“You have to get us out of here,” said LaDonna insistently.
As she looked down, checking to see if she was still in one piece, her bench wobbled. It was then that she noticed Eve, who’d been seated on the first-row passenger side, was lying half in and half out of the van. Her head was sitting on her body wrong. All Cara could see of the new girl was her bleached hair, which was now red and gray. Blood and... brains?
Cara vomited rainbow-colored bile onto her orange jumpsuit.
LaDonna’s voice was tight but calm as she coached her. “I’m stuck, so you have to get both of us free. Find the COs and grab their keys.”
Below them, something popped and started hissing.
Cara’s seat support had loosened from the floor, and the right side of her bellyband was pinned beneath it.
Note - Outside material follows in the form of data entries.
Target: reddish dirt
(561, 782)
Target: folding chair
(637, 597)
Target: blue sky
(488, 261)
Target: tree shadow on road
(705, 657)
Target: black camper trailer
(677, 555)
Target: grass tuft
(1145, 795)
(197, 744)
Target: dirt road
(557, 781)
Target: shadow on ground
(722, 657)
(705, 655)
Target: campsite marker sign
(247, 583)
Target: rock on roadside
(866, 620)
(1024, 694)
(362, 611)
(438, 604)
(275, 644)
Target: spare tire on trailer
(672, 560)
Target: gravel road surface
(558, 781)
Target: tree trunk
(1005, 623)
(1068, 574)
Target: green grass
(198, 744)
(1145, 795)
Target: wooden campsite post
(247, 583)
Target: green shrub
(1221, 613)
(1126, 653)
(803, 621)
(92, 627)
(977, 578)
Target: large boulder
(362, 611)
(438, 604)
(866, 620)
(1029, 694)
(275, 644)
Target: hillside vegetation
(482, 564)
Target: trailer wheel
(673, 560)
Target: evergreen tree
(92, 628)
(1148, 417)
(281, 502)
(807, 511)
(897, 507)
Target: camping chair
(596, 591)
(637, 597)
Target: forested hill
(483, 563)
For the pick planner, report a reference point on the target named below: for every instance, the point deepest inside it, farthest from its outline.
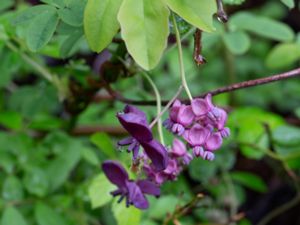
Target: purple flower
(181, 116)
(133, 191)
(135, 122)
(179, 151)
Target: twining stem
(167, 106)
(40, 69)
(226, 89)
(180, 57)
(158, 106)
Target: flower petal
(198, 135)
(178, 148)
(157, 153)
(185, 115)
(115, 172)
(148, 187)
(213, 142)
(200, 106)
(135, 196)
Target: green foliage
(99, 191)
(147, 39)
(100, 22)
(249, 180)
(126, 216)
(198, 13)
(11, 216)
(262, 26)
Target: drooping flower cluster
(201, 125)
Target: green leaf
(198, 13)
(46, 215)
(60, 168)
(70, 43)
(248, 124)
(162, 206)
(287, 136)
(126, 216)
(36, 182)
(90, 156)
(237, 42)
(100, 22)
(250, 181)
(72, 13)
(145, 28)
(56, 3)
(283, 55)
(262, 26)
(26, 16)
(11, 216)
(41, 29)
(104, 143)
(11, 120)
(289, 3)
(99, 191)
(6, 4)
(12, 189)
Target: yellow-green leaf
(199, 13)
(145, 28)
(100, 22)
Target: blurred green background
(51, 150)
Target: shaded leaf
(249, 180)
(198, 13)
(99, 191)
(262, 26)
(145, 28)
(11, 216)
(100, 22)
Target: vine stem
(226, 89)
(180, 58)
(167, 106)
(158, 106)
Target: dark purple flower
(157, 153)
(133, 191)
(135, 122)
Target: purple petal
(136, 126)
(208, 156)
(185, 115)
(135, 196)
(178, 148)
(115, 172)
(125, 141)
(197, 135)
(213, 142)
(148, 187)
(200, 106)
(157, 153)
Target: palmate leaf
(41, 29)
(145, 28)
(198, 13)
(100, 22)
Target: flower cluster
(201, 125)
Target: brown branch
(230, 88)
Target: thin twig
(226, 89)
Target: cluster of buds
(201, 125)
If she lifted her bench and pulled the chain out from under it, she would still be shackled—but free.
“Hurry!”
The bench seemed to weigh a thousand pounds. It was awkward to lift, but she somehow did it. LaDonna groaned as Cara climbed over her and stumbled out of the back of the van.
Cara fell to her knees, then stood up into a scene of utter devastation. A mangled pickup truck rested on the center stripe. Beyond it, a jackknifed semitruck lay on its side. The front half of the transport van was in the ditch on the opposite side of the road.
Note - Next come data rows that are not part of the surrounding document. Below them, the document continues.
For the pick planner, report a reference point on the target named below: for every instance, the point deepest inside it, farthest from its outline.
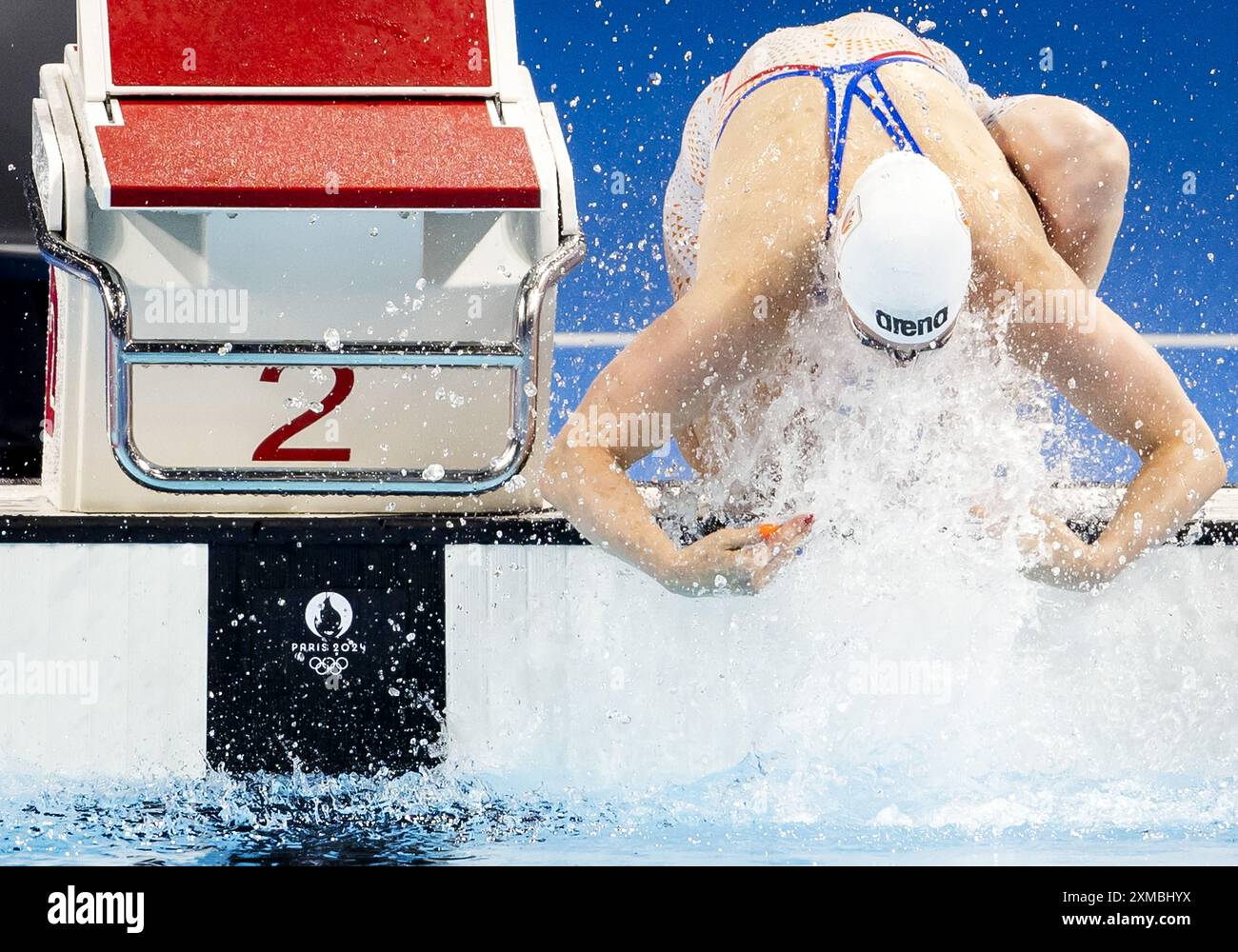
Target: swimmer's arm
(1118, 382)
(669, 373)
(759, 249)
(660, 375)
Cara stumbled across the asphalt, her steps clipped by her shackles, smelling gas and an unfamiliar chemical smell. The two COs were still buckled into their seats, but the front part of the van was face down in the weeds, all of its window glass destroyed. She climbed awkwardly into the ditch on the passenger side and pulled the door handle. It fell open toward her.
Officer Vozenilek had been decapitated. His head lay in the footwell. Officer Poff was intact but unmoving.
If she had had anything left in her stomach, she would have vomited again.
She held her breath as she reached for Vozenilek’s belt.
“I’m sorry,” she whispered as she unclipped his bloody key ring.
Crouching in the rocky ditch, she tried every key until she found the one that unlocked her restraints. Without pausing to rub her aching wrists, examine the red rings around her ankles, or consider how good it felt to be free, she recrossed the road.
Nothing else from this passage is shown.